Absolute amounts of the disialo N-linked glycans A and B in the breast milk which have been found to have relevance to the onset of bronchitis were measured. The content of the disialo N-linked glycan A in the breast milk was measured by a standard addition method using a standard substance of a disialo N-linked glycopeptide. The absolute amount of the disialo N-linked glycan B in the breast milk was calculated by multiplying the absolute amount of the disialo N-linked glycan A by a relative ratio of the area value of the disialo N-linked glycan B to that of the disialo N-linked glycan A obtained from LC/MS results.
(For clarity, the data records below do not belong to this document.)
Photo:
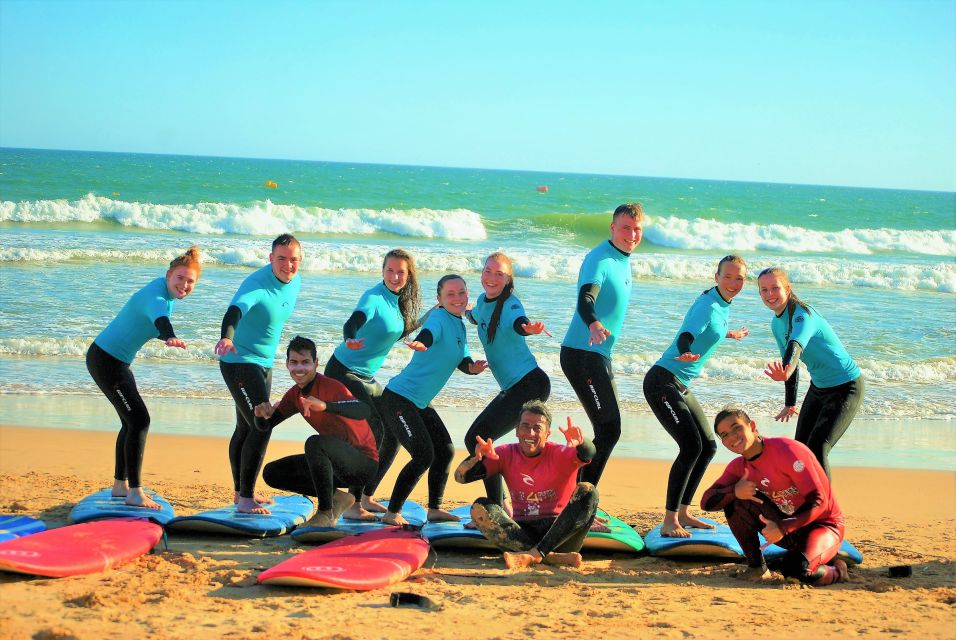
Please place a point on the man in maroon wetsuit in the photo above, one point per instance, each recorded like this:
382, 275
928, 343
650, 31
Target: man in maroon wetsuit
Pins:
778, 488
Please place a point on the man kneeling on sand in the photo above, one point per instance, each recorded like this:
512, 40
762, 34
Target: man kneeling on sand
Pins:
552, 510
778, 488
343, 454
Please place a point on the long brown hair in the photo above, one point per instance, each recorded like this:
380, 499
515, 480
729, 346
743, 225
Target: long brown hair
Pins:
409, 298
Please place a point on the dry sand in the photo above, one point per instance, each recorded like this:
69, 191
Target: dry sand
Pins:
205, 587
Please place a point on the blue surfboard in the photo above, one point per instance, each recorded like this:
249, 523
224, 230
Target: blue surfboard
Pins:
18, 526
412, 511
288, 512
103, 506
703, 543
847, 552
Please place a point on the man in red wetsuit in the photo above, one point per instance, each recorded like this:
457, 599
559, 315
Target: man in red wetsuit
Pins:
778, 488
343, 453
552, 510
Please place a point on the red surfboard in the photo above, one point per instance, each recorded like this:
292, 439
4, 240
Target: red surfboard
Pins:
79, 549
361, 562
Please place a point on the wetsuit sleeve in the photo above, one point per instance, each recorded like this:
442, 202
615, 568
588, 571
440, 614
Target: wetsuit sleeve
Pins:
353, 324
165, 328
230, 321
684, 341
587, 296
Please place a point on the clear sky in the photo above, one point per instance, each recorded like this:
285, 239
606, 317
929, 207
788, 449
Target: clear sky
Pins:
842, 92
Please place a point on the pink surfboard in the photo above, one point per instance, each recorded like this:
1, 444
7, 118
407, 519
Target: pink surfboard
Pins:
361, 562
79, 549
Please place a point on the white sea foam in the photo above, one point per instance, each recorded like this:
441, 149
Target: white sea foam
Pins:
260, 218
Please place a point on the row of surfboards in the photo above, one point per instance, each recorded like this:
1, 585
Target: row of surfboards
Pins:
354, 555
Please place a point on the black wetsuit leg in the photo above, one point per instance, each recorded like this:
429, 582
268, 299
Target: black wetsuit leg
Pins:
825, 416
591, 378
327, 463
368, 390
249, 385
681, 416
424, 436
116, 381
501, 416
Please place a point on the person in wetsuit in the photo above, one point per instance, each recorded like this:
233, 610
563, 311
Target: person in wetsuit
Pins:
777, 487
250, 334
553, 512
440, 347
503, 326
384, 314
144, 317
604, 289
343, 453
836, 384
666, 390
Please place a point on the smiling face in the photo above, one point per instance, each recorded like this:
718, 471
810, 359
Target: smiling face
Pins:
285, 260
738, 434
453, 296
180, 281
301, 366
774, 291
730, 279
495, 275
533, 432
395, 274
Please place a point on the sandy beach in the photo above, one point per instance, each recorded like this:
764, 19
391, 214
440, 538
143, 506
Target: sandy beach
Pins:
205, 587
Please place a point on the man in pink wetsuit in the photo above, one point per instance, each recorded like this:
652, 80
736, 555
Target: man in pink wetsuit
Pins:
552, 510
778, 488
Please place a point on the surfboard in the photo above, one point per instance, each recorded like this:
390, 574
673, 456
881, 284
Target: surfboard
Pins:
849, 553
703, 543
18, 526
288, 512
358, 562
621, 538
413, 512
80, 549
102, 506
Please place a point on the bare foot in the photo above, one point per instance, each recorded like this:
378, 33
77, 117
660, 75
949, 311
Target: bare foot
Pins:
571, 559
357, 512
138, 498
250, 505
120, 489
340, 502
371, 504
521, 559
394, 519
754, 574
440, 515
324, 519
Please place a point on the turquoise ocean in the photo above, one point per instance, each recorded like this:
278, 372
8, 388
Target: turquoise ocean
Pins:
81, 231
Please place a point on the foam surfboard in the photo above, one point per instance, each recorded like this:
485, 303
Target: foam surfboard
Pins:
288, 512
18, 526
359, 562
849, 553
79, 549
621, 538
412, 511
703, 543
103, 506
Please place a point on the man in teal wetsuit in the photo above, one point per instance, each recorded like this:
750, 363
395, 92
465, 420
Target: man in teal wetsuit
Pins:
251, 331
604, 290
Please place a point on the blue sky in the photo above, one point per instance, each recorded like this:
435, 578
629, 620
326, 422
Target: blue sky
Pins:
851, 93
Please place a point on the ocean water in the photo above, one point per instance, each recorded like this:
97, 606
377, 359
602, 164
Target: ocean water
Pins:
80, 232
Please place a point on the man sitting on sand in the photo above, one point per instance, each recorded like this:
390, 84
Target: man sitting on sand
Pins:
778, 488
342, 455
552, 510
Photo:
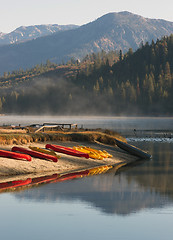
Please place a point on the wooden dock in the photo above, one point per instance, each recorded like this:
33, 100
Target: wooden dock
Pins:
56, 126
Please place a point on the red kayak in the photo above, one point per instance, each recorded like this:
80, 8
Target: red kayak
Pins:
19, 156
14, 184
35, 153
67, 150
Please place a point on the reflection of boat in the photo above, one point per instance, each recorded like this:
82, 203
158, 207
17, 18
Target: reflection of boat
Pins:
67, 150
19, 156
45, 179
14, 184
35, 154
132, 149
70, 176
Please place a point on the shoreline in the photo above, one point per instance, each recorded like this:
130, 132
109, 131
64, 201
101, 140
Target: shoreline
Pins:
12, 167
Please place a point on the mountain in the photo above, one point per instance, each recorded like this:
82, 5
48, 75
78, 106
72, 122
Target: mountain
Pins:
113, 31
22, 33
138, 83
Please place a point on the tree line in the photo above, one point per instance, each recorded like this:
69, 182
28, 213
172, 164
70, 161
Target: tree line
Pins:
114, 83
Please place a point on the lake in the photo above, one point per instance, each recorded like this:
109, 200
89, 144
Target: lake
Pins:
134, 203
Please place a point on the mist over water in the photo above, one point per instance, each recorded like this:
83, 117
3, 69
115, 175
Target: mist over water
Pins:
105, 122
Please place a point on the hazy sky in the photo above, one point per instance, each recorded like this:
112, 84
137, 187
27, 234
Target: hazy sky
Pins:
16, 13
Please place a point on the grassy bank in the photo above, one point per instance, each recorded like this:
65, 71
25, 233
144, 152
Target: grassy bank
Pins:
106, 137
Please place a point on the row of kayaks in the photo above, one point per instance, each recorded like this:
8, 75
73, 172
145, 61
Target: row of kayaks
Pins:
50, 152
54, 178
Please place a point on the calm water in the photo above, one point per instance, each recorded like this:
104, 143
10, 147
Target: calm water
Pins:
134, 203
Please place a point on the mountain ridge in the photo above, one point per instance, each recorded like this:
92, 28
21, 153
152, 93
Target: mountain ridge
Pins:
26, 33
112, 31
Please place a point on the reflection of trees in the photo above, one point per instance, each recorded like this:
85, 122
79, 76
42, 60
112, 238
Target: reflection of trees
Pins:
148, 185
156, 175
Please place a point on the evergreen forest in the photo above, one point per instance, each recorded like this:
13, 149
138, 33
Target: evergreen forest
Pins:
133, 83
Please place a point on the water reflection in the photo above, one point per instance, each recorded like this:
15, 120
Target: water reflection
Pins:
148, 185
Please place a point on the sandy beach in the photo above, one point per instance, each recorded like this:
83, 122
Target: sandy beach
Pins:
12, 169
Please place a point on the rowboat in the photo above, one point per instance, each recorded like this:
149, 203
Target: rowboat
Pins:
19, 156
67, 150
132, 149
43, 150
35, 154
14, 184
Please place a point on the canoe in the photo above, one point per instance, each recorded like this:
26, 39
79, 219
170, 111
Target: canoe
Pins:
14, 184
132, 149
67, 150
19, 156
35, 154
43, 150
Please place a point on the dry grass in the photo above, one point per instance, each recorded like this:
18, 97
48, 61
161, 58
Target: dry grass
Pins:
106, 137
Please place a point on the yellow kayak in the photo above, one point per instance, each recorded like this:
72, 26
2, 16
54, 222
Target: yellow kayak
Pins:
93, 153
42, 150
89, 152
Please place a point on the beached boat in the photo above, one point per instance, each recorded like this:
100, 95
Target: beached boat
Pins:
43, 150
14, 184
67, 150
19, 156
35, 154
132, 149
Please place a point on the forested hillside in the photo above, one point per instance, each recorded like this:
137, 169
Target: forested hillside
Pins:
103, 83
113, 31
140, 81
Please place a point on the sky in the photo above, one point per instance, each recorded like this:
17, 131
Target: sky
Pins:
16, 13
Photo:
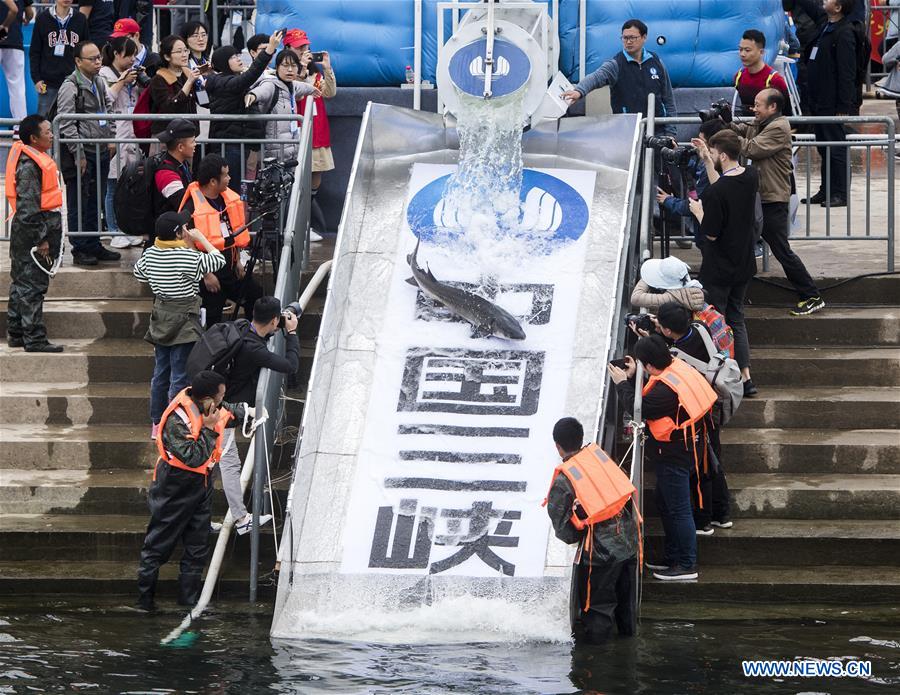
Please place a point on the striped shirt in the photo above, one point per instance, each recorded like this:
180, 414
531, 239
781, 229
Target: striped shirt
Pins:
174, 273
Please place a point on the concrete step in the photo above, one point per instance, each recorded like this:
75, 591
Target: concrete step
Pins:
799, 451
823, 584
111, 578
792, 543
94, 361
824, 407
870, 290
113, 491
86, 447
50, 538
123, 318
771, 496
832, 366
100, 403
832, 327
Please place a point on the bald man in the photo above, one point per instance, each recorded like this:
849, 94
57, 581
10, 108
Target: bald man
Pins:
767, 144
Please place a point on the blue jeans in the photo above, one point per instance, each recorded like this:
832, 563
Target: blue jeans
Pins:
111, 224
673, 500
95, 174
169, 377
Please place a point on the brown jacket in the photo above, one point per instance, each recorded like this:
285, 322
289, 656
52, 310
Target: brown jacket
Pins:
690, 297
768, 145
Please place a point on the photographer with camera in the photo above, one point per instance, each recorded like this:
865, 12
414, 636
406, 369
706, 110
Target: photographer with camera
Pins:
172, 267
726, 211
768, 144
218, 212
243, 375
677, 401
121, 81
698, 181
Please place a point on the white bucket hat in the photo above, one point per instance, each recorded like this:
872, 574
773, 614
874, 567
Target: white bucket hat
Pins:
668, 273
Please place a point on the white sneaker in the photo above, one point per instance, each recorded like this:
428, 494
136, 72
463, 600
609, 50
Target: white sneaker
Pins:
245, 525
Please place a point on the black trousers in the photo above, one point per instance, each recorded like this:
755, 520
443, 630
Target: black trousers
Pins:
833, 132
776, 224
613, 590
180, 510
729, 300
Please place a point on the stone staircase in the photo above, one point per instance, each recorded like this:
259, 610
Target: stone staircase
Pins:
813, 462
75, 453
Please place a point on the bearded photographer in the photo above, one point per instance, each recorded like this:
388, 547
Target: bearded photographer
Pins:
767, 143
726, 212
253, 356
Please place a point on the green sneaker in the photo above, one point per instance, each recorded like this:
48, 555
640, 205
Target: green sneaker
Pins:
808, 306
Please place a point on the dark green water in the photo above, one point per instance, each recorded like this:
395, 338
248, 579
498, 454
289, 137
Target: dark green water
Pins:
74, 647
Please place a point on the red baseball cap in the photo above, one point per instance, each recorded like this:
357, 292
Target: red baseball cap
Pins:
125, 27
296, 37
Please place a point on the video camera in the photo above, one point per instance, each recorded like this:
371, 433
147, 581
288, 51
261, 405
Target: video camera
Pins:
720, 109
680, 155
273, 182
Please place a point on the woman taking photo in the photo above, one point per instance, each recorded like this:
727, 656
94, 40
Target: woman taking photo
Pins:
118, 60
172, 87
279, 94
196, 37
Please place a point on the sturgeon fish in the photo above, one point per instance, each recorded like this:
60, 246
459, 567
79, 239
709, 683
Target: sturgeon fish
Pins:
481, 313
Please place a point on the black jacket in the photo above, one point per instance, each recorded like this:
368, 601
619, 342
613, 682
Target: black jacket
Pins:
253, 356
831, 78
226, 95
615, 540
47, 34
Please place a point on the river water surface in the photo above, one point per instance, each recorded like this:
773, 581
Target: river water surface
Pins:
75, 646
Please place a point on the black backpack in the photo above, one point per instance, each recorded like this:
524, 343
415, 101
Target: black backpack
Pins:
217, 348
133, 199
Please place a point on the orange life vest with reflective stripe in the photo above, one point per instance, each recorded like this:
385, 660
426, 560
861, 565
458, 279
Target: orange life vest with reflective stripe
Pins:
601, 488
209, 220
183, 406
695, 396
51, 191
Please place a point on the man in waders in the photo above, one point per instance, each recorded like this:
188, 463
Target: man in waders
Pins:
35, 236
189, 445
588, 505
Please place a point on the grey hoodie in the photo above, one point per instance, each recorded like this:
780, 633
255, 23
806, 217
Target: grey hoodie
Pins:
274, 97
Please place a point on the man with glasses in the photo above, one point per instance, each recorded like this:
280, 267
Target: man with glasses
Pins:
631, 75
85, 167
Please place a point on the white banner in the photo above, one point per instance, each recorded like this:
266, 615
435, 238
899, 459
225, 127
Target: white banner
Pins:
457, 453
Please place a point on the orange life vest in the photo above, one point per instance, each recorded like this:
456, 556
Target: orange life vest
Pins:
51, 191
695, 396
602, 490
209, 220
184, 407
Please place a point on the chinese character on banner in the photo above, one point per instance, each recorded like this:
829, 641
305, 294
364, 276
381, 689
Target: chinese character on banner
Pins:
477, 382
475, 539
405, 552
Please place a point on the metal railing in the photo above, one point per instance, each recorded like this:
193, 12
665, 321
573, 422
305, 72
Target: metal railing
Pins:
872, 200
294, 260
97, 149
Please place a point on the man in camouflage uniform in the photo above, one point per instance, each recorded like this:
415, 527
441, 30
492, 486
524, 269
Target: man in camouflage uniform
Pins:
33, 225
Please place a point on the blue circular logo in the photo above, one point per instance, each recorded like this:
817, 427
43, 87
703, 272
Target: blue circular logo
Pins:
511, 72
548, 204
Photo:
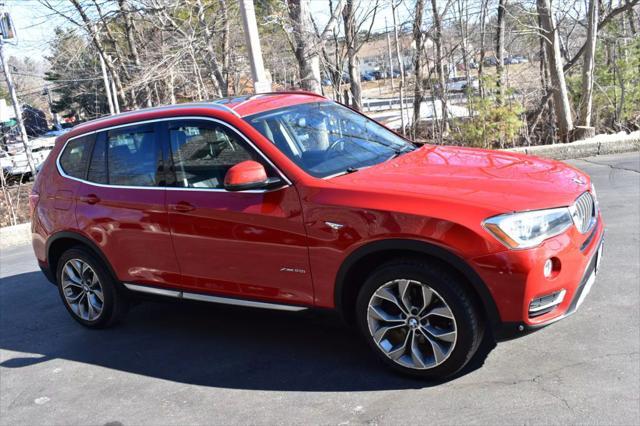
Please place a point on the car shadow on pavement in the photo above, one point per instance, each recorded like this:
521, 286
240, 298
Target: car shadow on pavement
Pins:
202, 344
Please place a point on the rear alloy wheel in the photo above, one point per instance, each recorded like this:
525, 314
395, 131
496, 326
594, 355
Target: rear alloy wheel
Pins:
418, 318
88, 290
82, 289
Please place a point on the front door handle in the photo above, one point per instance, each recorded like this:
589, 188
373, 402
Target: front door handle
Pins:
183, 207
90, 199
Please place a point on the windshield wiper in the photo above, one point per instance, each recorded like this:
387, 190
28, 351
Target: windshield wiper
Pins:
399, 152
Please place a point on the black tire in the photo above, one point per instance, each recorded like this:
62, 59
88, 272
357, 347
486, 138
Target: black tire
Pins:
115, 304
447, 284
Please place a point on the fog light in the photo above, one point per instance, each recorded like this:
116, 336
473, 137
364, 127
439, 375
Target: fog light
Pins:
548, 268
545, 304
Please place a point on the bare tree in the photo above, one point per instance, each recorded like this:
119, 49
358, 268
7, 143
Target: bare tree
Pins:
354, 42
549, 34
584, 118
500, 59
306, 45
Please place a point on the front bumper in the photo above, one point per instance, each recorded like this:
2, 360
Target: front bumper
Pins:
515, 278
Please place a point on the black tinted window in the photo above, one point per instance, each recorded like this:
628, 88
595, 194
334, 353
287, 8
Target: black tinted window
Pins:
75, 156
202, 154
132, 158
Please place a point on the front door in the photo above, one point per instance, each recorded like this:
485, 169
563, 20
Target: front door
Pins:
247, 244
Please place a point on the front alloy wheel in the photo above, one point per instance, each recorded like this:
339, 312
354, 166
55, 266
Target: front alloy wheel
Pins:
419, 317
411, 324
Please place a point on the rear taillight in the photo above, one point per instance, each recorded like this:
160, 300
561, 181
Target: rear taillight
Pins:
33, 202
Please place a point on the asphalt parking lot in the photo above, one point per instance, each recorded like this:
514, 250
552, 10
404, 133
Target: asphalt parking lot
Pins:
180, 363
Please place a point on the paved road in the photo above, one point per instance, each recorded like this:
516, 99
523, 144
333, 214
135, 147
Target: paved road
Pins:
188, 364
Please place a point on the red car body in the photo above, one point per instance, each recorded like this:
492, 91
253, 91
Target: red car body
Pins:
279, 246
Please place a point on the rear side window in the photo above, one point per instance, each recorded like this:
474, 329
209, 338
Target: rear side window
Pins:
98, 165
75, 157
132, 158
203, 152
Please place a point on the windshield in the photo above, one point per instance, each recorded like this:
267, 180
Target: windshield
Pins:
326, 139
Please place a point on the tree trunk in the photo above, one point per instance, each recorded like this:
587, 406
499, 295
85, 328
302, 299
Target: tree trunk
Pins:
588, 65
351, 40
500, 51
401, 68
305, 52
483, 26
442, 80
131, 43
561, 104
101, 50
418, 90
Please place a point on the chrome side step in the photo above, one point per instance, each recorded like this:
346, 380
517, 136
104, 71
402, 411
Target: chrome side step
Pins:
212, 299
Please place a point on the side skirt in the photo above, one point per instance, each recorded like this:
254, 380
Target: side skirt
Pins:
212, 299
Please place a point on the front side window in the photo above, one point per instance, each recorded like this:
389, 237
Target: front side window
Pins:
132, 158
202, 153
73, 160
325, 138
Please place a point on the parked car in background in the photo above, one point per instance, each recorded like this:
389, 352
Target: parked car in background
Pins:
291, 201
366, 76
460, 84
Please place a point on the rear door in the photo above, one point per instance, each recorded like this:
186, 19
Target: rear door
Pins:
121, 205
249, 244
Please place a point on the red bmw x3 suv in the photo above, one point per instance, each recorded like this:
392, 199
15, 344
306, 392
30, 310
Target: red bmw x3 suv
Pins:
291, 201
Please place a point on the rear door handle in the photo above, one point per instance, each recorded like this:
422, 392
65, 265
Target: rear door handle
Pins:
90, 199
183, 207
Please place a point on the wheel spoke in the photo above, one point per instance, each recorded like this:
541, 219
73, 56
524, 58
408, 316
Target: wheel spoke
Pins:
416, 355
72, 274
439, 353
448, 336
403, 289
382, 331
401, 350
441, 311
90, 310
99, 296
74, 298
68, 283
427, 297
378, 313
386, 294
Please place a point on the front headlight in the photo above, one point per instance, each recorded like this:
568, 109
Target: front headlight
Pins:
528, 229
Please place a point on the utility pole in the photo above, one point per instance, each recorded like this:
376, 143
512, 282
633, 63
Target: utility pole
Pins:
386, 30
107, 88
54, 115
260, 82
14, 97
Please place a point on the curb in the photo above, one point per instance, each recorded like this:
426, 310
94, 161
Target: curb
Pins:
16, 235
585, 148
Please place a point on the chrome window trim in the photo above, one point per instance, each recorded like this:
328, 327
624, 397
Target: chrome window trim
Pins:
286, 180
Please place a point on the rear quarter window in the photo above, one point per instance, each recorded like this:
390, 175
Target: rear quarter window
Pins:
75, 157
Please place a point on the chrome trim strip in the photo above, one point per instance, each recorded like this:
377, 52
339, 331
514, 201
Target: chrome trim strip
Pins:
241, 302
162, 188
213, 299
152, 290
556, 301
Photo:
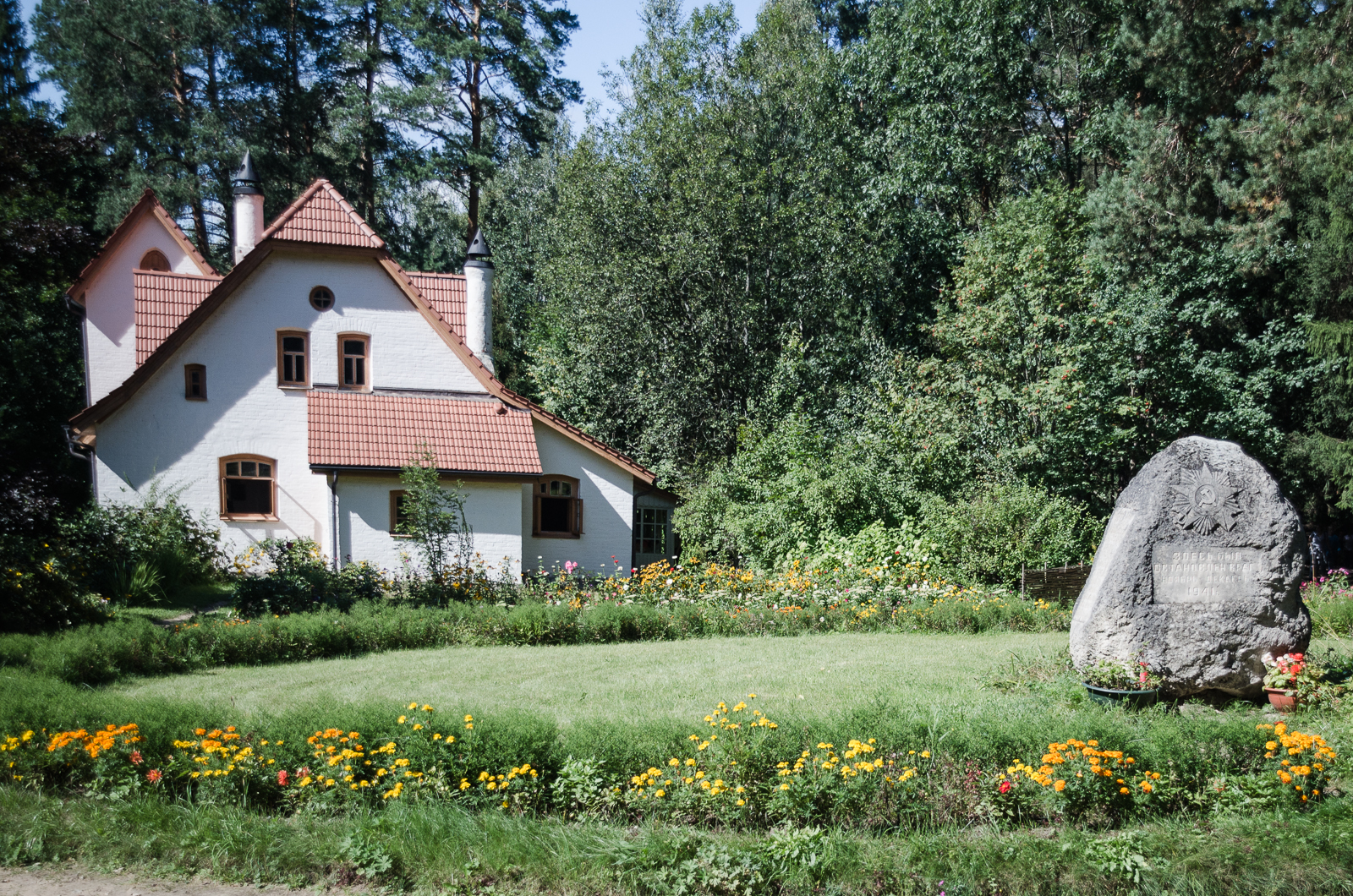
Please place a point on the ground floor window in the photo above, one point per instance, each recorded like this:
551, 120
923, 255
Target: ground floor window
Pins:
248, 488
558, 511
651, 531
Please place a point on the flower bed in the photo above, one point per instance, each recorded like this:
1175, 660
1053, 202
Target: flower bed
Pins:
737, 770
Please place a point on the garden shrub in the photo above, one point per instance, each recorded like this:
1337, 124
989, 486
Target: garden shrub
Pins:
279, 576
41, 589
1007, 527
135, 553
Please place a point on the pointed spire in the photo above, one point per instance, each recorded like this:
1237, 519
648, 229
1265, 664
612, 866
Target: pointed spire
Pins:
478, 247
247, 182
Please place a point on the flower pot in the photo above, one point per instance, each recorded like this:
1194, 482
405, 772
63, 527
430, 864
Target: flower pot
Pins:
1126, 699
1283, 700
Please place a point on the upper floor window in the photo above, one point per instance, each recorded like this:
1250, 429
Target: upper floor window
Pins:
195, 382
353, 353
558, 511
398, 513
293, 358
321, 298
248, 488
155, 260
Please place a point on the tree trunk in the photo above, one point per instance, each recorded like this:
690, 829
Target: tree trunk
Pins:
477, 125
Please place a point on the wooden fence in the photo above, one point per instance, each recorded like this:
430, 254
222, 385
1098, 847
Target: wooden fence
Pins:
1060, 585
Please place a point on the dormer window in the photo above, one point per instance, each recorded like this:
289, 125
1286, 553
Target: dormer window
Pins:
321, 298
155, 260
293, 359
558, 511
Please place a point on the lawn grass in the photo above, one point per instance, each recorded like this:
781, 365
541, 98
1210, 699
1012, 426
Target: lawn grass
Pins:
651, 680
440, 849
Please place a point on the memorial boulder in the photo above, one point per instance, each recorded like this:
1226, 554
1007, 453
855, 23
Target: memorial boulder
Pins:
1199, 573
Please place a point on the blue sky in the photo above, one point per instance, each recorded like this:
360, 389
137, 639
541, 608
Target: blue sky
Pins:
608, 30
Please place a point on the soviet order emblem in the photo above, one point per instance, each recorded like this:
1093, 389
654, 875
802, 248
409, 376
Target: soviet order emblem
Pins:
1206, 501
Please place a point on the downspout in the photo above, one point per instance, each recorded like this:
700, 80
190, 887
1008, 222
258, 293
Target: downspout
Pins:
333, 508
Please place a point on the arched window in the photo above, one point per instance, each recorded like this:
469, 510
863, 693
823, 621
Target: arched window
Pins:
556, 509
155, 260
355, 362
248, 488
293, 359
A method for measuring the disialo N-linked glycan A by the standard addition method is described below. Ten (10) μL of the 3 M sodium borohydride aqueous solution was added to 20 μL of the breast milk of one sample randomly selected from the 153 breast milk samples to be analyzed, leaving them to stand at the room temperature for 30 minutes. Then, 7.5 μL of the acetic acid was added, leaving them to stand at the room temperature for 30 minutes. Fifteen (15) μL of the 1 M ammonium bicarbonate aqueous solution was added, then 7.5, 5.5, 3.5, or 1.5 μL of the ultrapure water is added. Moreover, 0, 2, 4, or 6 μL of an aqueous solution, in which a sialyl glycopeptide (Tokyo Chemical Industry Co., Ltd.) is prepared to be 20 μg/mL for use as the standard substance for a glycopeptide bound to the disialo N-linked glycan A, was added. Following that, 5 μL of a 120 mM dithiothreitol aqueous solution was added to be heated at 60° C. for 30 minutes. Then, 10 μL of the 123 mM iodoacetamide aqueous solution was added to be left to stand at the room temperature for 1 hour. 20 μL of a 40 units/μL trypsin solution was added to be incubated at 37° C. for 1 hour. The mixture was heated at 100° C. for 5 minutes, to inactivate trypsin. Then, the 500 units/μL Peptide-N-glycanase F solution was added to be left to stand at 37° C. for 18 hours, releasing the N-linked glycans. Using N-linked glycan preparation kit BlotGlyco (Sumitomo Bakelite), the released N-linked glycans were labeled with a 2-aminobenzamide and purified to be subjected to the LC/MS analysis. The Ultimate 3000 is used for the HPLC, and the Q-Exactive is used for the MS. The GlycanPac AXH-1 was used for the column, and the column temperature was set at 40° C. As the mobile phases, the acetonitrile (solution A), and the 50 mM ammonium formate aqueous solution (solution B) with the pH adjusted to 4.4, were used to be passed at the flow rate of 0.4 mL/min. After the introduction of samples, the proportion of the solution B was increased linearly from 10% to 35% by 55 min. Thereafter, the 35% solution B was passed from 55 min to 65 min. The spray voltage of the ESI probe was 3.5 kV, the capillary temperature was 275° C., and the nitrogen gas was used for the sheath gas, the auxiliary gas, and the collision gas.